Le cœur de la démocratie
Le cœur de la démocratie bat tantôt vite, tantôt lentement. Le 14 février 2023, il semble s’arrêter un bref instant.
Mardi 14 février 2023, 13 h 50 : une Jaguar noire se gare au milieu de la place Fédérale. Gérard* en sort. Vêtu d’une tenue de combat, il se dirige vers le Palais fédéral. Des collaborateurs du Service fédéral de sécurité (SFS) sont également en train de s’y rendre. Ils prennent leur service à 14 h. Lorsqu’ils aperçoivent par hasard Gérard par la fenêtre de leur voiture, ils tendent l’oreille.
Ils n’hésitent pas longtemps avant de l’arrêter à l’entrée des visiteurs du Palais du Parlement pour un contrôle d’identité. Qui est cet homme ? Pourquoi porte-t-il une tenue de combat militaire ? Que transporte-t-il dans son sac à dos ? Et qu’en est-il de l’étui de pistolet vide qu’il porte à la ceinture ?
Gérard veut voir la conseillère fédérale Viola Amherd, mais peine à indiquer une raison précise. Même si aucune séance de session n’a lieu ce jour-là, divers parlementaires, collaborateurs et invités externes sont présents dans le bâtiment.
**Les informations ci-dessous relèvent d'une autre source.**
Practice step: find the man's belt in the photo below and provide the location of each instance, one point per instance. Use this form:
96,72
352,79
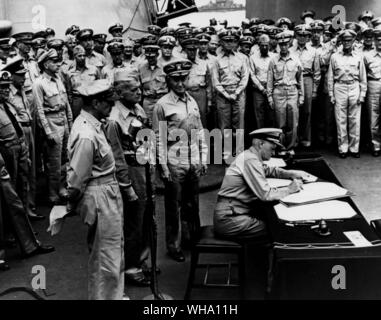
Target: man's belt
346,81
53,111
154,95
15,142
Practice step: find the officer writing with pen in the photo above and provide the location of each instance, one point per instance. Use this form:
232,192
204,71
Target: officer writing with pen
245,187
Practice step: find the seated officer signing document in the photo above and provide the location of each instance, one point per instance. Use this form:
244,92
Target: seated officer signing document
245,185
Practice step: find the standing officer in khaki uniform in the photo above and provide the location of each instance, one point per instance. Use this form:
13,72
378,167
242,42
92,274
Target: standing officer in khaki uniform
85,39
166,44
259,67
285,90
78,73
182,159
230,78
94,193
19,106
309,58
55,118
372,60
131,175
116,49
152,78
347,86
199,84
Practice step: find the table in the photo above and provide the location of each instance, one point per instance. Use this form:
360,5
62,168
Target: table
305,265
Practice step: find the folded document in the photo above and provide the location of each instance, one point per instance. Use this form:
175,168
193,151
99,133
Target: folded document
315,192
326,210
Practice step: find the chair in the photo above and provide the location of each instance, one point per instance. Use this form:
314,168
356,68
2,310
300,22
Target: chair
208,243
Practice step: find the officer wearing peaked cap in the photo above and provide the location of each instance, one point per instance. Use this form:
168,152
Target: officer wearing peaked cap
55,118
347,86
18,105
230,78
99,42
285,89
79,72
365,18
181,171
372,60
85,39
126,118
245,187
116,49
259,65
284,23
154,29
166,43
310,60
73,30
199,84
367,34
116,30
94,192
152,78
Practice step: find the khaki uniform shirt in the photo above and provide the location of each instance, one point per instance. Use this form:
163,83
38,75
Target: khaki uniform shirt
230,73
109,71
49,95
347,67
245,179
259,67
90,155
285,71
310,60
172,113
118,135
152,80
19,105
372,60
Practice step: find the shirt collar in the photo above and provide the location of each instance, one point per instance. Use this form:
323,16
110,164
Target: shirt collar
125,112
92,120
13,89
253,150
50,78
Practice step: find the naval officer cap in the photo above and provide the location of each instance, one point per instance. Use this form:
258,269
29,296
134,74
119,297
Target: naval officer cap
100,37
154,29
246,40
179,67
376,22
307,13
272,135
191,43
167,41
55,44
347,34
283,20
51,54
14,66
85,34
203,38
317,25
302,30
115,47
168,31
366,14
100,89
115,28
5,77
283,37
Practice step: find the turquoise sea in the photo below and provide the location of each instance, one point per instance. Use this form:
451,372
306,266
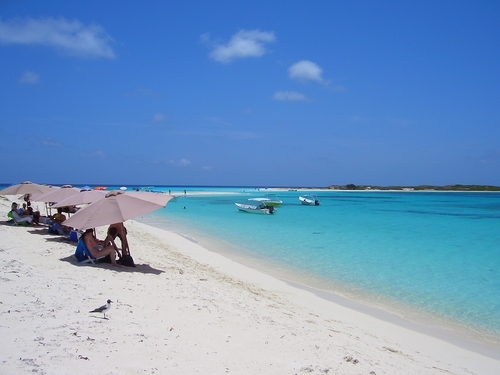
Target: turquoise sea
416,254
420,255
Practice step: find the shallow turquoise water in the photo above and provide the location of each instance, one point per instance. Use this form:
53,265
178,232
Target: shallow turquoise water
437,253
431,252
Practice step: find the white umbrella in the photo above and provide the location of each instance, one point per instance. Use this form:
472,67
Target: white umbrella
26,187
116,207
82,197
57,194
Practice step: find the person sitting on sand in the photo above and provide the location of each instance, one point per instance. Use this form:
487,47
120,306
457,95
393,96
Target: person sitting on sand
110,240
35,214
18,218
23,210
119,230
97,248
56,223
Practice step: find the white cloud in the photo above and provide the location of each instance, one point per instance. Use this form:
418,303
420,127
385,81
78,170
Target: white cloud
70,37
29,77
239,135
158,117
306,70
179,163
245,43
291,96
184,162
94,154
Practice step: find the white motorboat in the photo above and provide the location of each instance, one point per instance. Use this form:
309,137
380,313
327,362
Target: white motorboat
256,209
269,200
309,200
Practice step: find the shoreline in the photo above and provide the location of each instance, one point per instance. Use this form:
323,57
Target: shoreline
405,317
186,309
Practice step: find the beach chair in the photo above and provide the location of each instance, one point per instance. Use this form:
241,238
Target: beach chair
83,255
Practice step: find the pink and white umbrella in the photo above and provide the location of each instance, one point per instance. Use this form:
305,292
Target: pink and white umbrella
26,187
82,197
116,207
56,195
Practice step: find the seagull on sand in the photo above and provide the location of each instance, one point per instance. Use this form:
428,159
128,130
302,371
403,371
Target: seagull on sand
104,308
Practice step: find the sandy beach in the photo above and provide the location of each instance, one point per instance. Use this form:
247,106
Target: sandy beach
186,310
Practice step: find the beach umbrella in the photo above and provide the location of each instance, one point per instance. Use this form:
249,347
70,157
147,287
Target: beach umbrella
56,195
82,197
26,187
117,206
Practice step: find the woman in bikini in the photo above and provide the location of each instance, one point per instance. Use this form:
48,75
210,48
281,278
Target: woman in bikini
96,247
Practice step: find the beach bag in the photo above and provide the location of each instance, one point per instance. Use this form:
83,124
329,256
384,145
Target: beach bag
126,260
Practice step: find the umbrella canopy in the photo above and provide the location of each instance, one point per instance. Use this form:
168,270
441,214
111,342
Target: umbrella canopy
82,197
116,207
56,195
26,187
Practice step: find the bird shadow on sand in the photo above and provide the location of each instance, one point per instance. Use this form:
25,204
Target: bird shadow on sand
141,268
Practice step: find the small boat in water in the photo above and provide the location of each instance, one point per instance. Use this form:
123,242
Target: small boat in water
256,209
270,200
309,200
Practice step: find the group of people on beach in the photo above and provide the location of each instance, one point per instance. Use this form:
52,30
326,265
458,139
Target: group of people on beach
107,247
25,215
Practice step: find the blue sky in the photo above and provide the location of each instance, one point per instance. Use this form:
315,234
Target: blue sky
267,93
Les collaborateurs du SFS ne lâchent pas prise: ils encerclent Gérard, informent le chef d’engagement et, pour des raisons de sécurité, s’assurent que l’individu ne porte pas d’explosifs. Le test est positif. Dans un pareil cas, il faut se faire une vue d’ensemble de la situation, neutraliser les dangers immédiats et garder en tout temps la tête froide. Surtout parce que ce scénario rappelle le mode opératoire qu’a utilisé à Oslo en 2011 Anders Behring Breivik, extrémiste de droite condamné.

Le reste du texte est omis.